Bir şey diyemiyor Haluk bey. Vatan görevi karşısında boynu kıldan incedir ne de olsa. Derin bir endişe kaplıyor içini. Ya bir şey olursa... Piranalar kemiriyor içini. Üfleyerek yakınıyor.

 

"Hadi binin gidelim. Ha buradakiler ne beni gördü ne duydu anlaşıldı mı?" "Anlaşıldı komutanım" dedi Yiğit ve askerleri süzgeçten geçirdikten sonra karargaha doğru yol aldılar. *****

 

Babamı rüyamda görüp yanına gitmeye çalıştığım zamandan sonrasını hatırlamıyorum. Beynim hatırlatmıyor. Gözümü açtığımda annemlerin yanımda olduğunu gördüm. Bu kadar çabuk geleceklerini tahmin etmiyordum. Muhtemel ki Hüseyin'in işiydi bu. Rüyam gerçek olabilir mi? Peşinden gitmem gerekiyor mu? Offf. Şansımı denesem. Dikkatli olmam gerek. Bir ufak hatam bir yıldır verdiğim emeği çöp edebilir. Yüzdüm yüzdüm kuyruğuna geldim. Operasyon gününe kadar kendimi hazırlamam gerek. Ahğ bir iyileşmek bu kadar vakit alır mı ya! Başkomiser geldiği gün yerin dibine girdim utançtan. İlk defa bu kadar zayıf düşüyorum. Ne oluyor anlamıyorum ki. Hiç böyle olmamıştı. Tedbiren takip edilecektim,odaya da toplu iğnenin ucu kadar kamera yerleştirildi. Yok böyle olmayacak. İçimdeki kurdu yok etmem lazım. Telefonumdan en güvendiğim kişiyi aradım.

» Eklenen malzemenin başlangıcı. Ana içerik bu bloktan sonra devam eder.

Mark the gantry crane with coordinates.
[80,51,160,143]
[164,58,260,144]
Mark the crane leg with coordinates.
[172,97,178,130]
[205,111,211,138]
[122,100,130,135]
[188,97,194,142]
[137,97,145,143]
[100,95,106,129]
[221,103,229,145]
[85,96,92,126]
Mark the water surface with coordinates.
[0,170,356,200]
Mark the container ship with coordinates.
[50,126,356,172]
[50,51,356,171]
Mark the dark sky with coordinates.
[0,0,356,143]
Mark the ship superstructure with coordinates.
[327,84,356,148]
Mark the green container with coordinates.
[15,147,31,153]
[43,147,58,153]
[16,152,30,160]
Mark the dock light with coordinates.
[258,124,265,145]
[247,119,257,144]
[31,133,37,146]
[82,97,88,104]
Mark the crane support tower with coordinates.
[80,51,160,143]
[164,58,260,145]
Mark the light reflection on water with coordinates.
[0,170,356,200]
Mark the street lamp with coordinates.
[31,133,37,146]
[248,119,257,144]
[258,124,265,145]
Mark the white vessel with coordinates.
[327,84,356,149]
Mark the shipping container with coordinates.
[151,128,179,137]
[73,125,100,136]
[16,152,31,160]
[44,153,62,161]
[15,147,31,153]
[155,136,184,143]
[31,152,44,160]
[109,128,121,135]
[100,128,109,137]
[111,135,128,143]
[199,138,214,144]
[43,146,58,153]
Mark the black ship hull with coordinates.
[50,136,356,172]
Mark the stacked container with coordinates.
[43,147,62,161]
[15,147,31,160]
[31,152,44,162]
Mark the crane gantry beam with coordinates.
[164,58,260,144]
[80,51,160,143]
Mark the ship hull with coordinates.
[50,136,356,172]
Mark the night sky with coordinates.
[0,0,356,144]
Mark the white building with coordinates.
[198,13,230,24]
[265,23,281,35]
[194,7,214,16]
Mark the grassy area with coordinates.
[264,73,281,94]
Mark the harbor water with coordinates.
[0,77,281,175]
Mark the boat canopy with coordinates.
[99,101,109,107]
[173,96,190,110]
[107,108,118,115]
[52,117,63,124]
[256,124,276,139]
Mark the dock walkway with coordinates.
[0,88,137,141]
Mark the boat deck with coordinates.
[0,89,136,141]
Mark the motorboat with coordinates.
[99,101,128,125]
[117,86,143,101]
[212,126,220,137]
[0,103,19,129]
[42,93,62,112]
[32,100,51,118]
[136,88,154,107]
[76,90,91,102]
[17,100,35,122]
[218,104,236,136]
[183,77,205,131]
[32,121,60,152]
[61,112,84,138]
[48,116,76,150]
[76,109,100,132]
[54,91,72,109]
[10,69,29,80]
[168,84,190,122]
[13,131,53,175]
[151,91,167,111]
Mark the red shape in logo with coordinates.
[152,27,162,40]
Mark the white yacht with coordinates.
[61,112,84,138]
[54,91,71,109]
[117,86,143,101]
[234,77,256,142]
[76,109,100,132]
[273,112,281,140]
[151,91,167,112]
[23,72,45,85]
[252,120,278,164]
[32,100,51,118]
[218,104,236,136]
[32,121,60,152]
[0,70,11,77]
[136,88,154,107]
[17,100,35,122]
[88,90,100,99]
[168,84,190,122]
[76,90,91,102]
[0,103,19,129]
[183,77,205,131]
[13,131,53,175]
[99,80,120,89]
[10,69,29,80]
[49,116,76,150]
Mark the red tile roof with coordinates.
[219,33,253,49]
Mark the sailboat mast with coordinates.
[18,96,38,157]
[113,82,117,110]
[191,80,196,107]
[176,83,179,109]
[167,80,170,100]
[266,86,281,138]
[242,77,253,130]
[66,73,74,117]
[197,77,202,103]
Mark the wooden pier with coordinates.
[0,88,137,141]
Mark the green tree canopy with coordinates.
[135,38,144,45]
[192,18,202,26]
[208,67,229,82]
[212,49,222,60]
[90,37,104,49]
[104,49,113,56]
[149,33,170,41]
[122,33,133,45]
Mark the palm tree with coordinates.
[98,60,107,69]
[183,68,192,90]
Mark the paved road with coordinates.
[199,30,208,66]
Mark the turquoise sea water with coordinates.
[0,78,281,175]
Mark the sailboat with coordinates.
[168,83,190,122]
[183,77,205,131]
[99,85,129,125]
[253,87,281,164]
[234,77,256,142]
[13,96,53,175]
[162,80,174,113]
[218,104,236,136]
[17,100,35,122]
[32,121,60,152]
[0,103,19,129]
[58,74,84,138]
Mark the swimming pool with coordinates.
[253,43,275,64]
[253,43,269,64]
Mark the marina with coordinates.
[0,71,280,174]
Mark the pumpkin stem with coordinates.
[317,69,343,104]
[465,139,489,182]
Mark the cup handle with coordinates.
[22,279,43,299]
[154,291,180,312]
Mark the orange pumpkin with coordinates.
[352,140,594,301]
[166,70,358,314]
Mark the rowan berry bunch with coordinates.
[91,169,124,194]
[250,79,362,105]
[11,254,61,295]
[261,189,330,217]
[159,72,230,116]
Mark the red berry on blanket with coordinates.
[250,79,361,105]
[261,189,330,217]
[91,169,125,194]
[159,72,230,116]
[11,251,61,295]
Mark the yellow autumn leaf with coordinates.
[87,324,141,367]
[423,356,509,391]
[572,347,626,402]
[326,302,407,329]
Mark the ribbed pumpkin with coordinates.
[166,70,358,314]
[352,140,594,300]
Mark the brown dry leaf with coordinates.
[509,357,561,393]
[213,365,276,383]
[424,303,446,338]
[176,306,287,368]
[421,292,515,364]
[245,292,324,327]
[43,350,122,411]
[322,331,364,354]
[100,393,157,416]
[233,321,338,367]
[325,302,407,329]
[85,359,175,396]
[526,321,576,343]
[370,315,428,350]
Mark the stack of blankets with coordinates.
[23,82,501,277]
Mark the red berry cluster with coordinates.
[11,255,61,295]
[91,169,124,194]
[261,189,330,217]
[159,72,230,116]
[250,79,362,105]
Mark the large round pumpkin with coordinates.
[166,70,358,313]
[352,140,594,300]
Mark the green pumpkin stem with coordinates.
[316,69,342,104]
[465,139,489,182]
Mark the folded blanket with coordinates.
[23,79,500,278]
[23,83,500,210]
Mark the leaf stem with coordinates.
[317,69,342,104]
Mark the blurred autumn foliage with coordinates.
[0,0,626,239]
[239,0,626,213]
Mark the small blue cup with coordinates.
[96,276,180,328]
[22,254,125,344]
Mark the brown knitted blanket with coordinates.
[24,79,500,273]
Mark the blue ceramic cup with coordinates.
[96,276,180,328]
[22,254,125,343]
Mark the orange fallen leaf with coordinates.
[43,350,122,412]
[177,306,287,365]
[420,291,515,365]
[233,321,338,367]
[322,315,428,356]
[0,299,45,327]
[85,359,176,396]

"İlyas İlyas babamın yerini buldum, yani umarım tahmin ettiğim yerdir."

İlyas kim tanıtmadım değil mi? Uzun süre birlikte çalıştığım hem yaverim hem de can dostum diyelim. Aslında başlarda giriş yaptı.:-) Kimliklerini belirlediğimiz şahısların terörist olduğunu öğrendik. Ve daha da derinlemesine göreve adadık kendimizi. Okula girmek için hazırlanırken o da MİT ajanı gibi içeriye sızılmıştı.

 

"Ö-öyle mi? Neresiymiş komutanım. Nasıl öğrendiniz? "Biliyorum çok absürt olacak ama neyse... Küçüklüğümün geçtiği ev. Orada. Bir bakabilme şansın var mı?"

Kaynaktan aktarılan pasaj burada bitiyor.